GOLDA
Ben didn’t come home that night. Golda thought that he must have gone up to Liberty to collect Morty’s body. All the while her mind was in turmoil; memories crowded her brain. Morty as an infant, his sweet milk breath, the blue of his eyes that fixed on her face, just like Esther’s. She had not loved him at first. He had been the cause of her sister’s death and the reason she had given up her dream of an independent life. But he had been irresistible. His brilliance, the sweetness of his smile, the way he reached for her when he woke from his nap and nestled his head on her chest. Despite herself, she knew she had loved him.
When he was so sick with the flu, she had hovered over him, even neglecting Isaac, who had seemed fine until the last day of his life. Morty had made her proud with his accomplishments in school, with the way he treated his sister. And now this. What had turned him? She couldn’t fathom it, and she couldn’t forgive him for it.

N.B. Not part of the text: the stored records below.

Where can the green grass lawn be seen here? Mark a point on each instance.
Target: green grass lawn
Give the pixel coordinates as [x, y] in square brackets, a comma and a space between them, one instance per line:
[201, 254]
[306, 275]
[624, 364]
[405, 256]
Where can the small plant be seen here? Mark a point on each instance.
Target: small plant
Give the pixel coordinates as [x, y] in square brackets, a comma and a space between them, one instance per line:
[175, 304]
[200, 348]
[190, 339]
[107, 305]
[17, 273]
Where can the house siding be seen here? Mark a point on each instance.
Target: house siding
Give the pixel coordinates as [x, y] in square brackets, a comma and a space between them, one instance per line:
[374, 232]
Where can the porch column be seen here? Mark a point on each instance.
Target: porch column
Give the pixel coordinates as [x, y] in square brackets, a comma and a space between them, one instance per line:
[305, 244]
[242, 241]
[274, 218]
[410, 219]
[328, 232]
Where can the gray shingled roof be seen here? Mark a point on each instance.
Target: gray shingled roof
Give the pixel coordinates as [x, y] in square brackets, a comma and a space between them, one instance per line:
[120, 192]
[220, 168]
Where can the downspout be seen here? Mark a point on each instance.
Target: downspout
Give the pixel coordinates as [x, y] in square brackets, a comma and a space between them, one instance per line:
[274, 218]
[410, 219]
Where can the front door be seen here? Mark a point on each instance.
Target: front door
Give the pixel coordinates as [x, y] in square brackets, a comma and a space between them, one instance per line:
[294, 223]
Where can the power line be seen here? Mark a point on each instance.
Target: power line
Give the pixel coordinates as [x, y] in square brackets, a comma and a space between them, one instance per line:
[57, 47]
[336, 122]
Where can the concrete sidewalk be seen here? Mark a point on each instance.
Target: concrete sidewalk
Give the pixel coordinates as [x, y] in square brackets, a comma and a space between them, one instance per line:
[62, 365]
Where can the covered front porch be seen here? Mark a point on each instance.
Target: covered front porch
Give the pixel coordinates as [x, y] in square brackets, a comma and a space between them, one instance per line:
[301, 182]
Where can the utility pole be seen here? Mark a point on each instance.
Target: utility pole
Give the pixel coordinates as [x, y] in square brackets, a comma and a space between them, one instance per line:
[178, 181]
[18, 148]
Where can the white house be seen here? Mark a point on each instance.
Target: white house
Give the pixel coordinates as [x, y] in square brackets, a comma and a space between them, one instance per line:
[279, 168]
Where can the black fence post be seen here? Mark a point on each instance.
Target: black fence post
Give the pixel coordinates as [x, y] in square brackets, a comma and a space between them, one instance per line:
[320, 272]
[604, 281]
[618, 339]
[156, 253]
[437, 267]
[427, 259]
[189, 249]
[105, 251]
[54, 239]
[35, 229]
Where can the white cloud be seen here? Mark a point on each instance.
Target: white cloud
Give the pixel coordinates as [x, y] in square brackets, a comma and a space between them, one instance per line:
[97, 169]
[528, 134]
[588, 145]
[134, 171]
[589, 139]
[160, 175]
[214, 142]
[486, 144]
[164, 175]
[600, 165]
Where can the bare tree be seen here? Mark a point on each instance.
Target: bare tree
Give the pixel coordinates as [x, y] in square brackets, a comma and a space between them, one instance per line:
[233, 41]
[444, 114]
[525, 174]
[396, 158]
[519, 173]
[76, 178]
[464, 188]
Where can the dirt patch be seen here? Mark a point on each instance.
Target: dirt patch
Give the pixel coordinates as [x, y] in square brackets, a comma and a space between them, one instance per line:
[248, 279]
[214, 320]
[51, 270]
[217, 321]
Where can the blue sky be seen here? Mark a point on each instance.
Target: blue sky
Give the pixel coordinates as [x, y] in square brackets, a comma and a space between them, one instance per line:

The next day she sat in the parlor with Sylvia, waiting for Ben to return. They didn’t speak. Sylvia tried to read. Golda held her embroidery in her lap but didn’t make a stitch.
Late in the afternoon, the doorbell rang. Golda got up and answered the door. This time she opened it without the chain. A man wearing a jacket and a hat and holding a camera stood behind a young woman wearing a green dress and a matching hat. She held a pad. The woman spoke first and very quickly.
“Mrs. Feinstein, my name is Edith Sperling. I’m a reporter with the Brooklyn Eagle, and we’d like to interview you about your son, whose body was found upstate—”
Golda interrupted her. “He’s not my son.”
“What do you mean? Isn’t your son Morton Feinstein?” she persisted.
“My son wouldn’t be in a gang. He was a good boy. And then this? You think he let us scrimp and save to send him to Polytech College so he could be an engineer, and then he left school and became a criminal? No, not my boy. That’s not my son.” The words poured out of her, as if she had prepared a speech. They surprised even Golda.
The reporter wanted to ask her more questions, but Golda became very agitated. “That’s all I have to say. Nothing else. No picture,” she insisted as the photographer raised his camera. She slammed the door in their faces. She walked back to the sofa, sat down, and began to cry. Sylvia took her in her arms and tried to comfort her.
Golda kept murmuring, “It can’t be Morty. It can’t be.” There were pictures in her head, things she would have thought she had forgotten, but they bubbled up and filled her with longing and sorrow. The first time she looked down at the newborn baby, his face calm and beautiful in sleep. His first smile. His first toddling steps. How quickly he learned to speak. All the milestones in his life. How he cared for Isaac and then Sylvia. Golda shook her head, walked around the living room, sat down again.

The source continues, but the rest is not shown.